In 2011 the World Bank released the first ever Global Findex Database as “the world’s most comprehensive data set on how adults save, borrow, make payments, and manage risk”. A new database was release based on 2014 data and last week the 2017 edition was released. The full database (in Excel format) and the summary and detailed report are all available for download here.
This is important work because it is the only in depth research of its kind that reaches to all corners of the globe. Here is the methodology quoted from the report:
Compiled using nationally representative surveys of more than 150,000 adults age 15 and above in over 140 economies, the 2017 Global Findex database includes updated indicators on access to and use of formal and informal financial services. It has additional data on the use of financial technology (or fintech), including the use of mobile phones and the internet to conduct financial transactions.
The Most Important Findings
One of the most interesting findings is that an additional 515 million people have opened some kind of financial services account between 2014 and 2017. This means that 69% of adults globally (around 3.8 billion people) now have an account, up from 62% in 2014 and 51% in 2011. This is an astounding change and one, I believe, that speaks to the growth of fintech around the world. Over the last six years it has become much easier to open an account digitally with both banks and non-banks.

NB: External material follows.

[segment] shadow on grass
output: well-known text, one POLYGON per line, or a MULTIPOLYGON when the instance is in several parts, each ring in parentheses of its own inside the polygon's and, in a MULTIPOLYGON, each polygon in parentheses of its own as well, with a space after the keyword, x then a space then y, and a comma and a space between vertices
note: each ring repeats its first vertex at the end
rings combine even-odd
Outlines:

What is even more interesting is that of the 1.7 billion adults who remain unbanked around two-thirds own a mobile phone. Now, this would not be a smartphone in most circumstances but many financial services are available on text-only flip phones. In China 82% of those people who are non-banked have a mobile phone, in India and Mexico it is more than 50%. This does speak to the potential to continue to increase the numbers of people with some kind of bank account in the coming years.
Half the respondents to the survey reported borrowing money in the past year. But the way they did so differed widely between developed and developing economies. As you can see in the graph above most consumers in developed countries borrower money through the formal financial system whereas in developing countries the biggest category was through family and friends.

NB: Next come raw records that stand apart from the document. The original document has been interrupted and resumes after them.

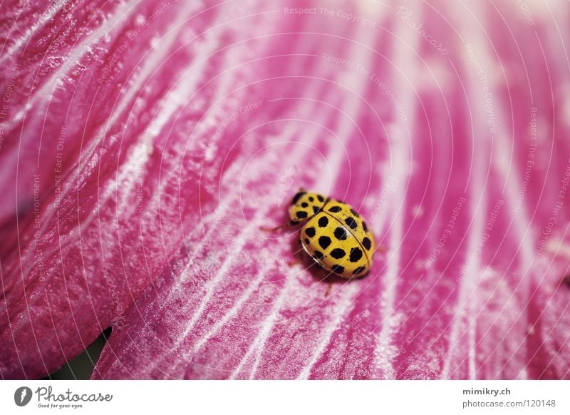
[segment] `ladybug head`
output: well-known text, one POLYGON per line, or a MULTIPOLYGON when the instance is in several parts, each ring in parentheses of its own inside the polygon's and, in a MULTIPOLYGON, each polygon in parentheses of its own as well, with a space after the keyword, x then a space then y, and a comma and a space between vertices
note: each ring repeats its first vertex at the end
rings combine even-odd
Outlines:
POLYGON ((322 195, 299 189, 289 207, 290 223, 300 223, 308 220, 318 213, 326 203, 326 199, 322 195))

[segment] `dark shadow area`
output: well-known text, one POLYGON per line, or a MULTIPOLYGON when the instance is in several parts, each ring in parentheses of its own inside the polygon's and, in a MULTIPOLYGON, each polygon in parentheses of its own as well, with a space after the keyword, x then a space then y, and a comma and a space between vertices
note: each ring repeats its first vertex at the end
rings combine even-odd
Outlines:
POLYGON ((42 380, 88 379, 93 371, 95 364, 99 359, 101 350, 110 335, 111 328, 108 327, 79 356, 72 359, 61 368, 43 378, 42 380))

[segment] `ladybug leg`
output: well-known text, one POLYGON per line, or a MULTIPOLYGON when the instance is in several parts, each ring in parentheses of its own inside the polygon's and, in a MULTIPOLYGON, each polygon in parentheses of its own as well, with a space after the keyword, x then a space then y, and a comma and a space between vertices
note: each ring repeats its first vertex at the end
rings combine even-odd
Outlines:
POLYGON ((328 281, 327 282, 326 291, 325 291, 325 298, 328 297, 328 294, 331 294, 331 289, 333 287, 333 283, 328 281))

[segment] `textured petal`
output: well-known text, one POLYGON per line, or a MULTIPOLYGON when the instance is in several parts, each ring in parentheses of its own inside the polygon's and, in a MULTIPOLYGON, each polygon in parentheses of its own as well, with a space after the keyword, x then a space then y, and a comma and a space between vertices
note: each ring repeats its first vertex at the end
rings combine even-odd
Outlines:
POLYGON ((182 3, 8 8, 2 376, 570 378, 567 5, 182 3), (368 277, 260 230, 299 187, 368 277))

The use of cash is still prevalent throughout the world. Globally, a billion adults who have an account still use cash to pay utility bills. This includes large swathes of people in the developed world where cash is still surprising popular (except in the Nordic countries).
One other important issue this report tackles is gender equality when it comes to access to financial services. There is definitely still a gender gap with 72% of men and 65% of women having some kind of financial account. As you can see in the graphic the gap is much higher in developing countries. Interestingly, this gap has not changed meaningful since the 2014 report.
Fintech is One of the Keys to Financial Inclusion
While the subtitle for this report is “Measuring Financial Inclusion and the Fintech Revolution” the authors make it clear that fintech, while an essential ingredient in the progress towards better inclusion, is not a panacea. Broader use of mobile phones helps a great deal but more is needed. From the report:
To ensure that people benefit from digital financial services requires a well-developed payments system, good physical infrastructure, appropriate regulations, and vigorous consumer protection safeguards.
I look at the work that fintech companies like Lenddo, Juvo, Tala, Branch and many others are doing around the world to attack financial inclusion head on and I am encouraged. They are looking at complex problems in new ways and working to make a real difference.
While we have made tremendous strides there is a still a big opportunity to expand access to financial services for the unbanked. This report from the World Bank highlights both how far we have come as well as how much more needs to be done.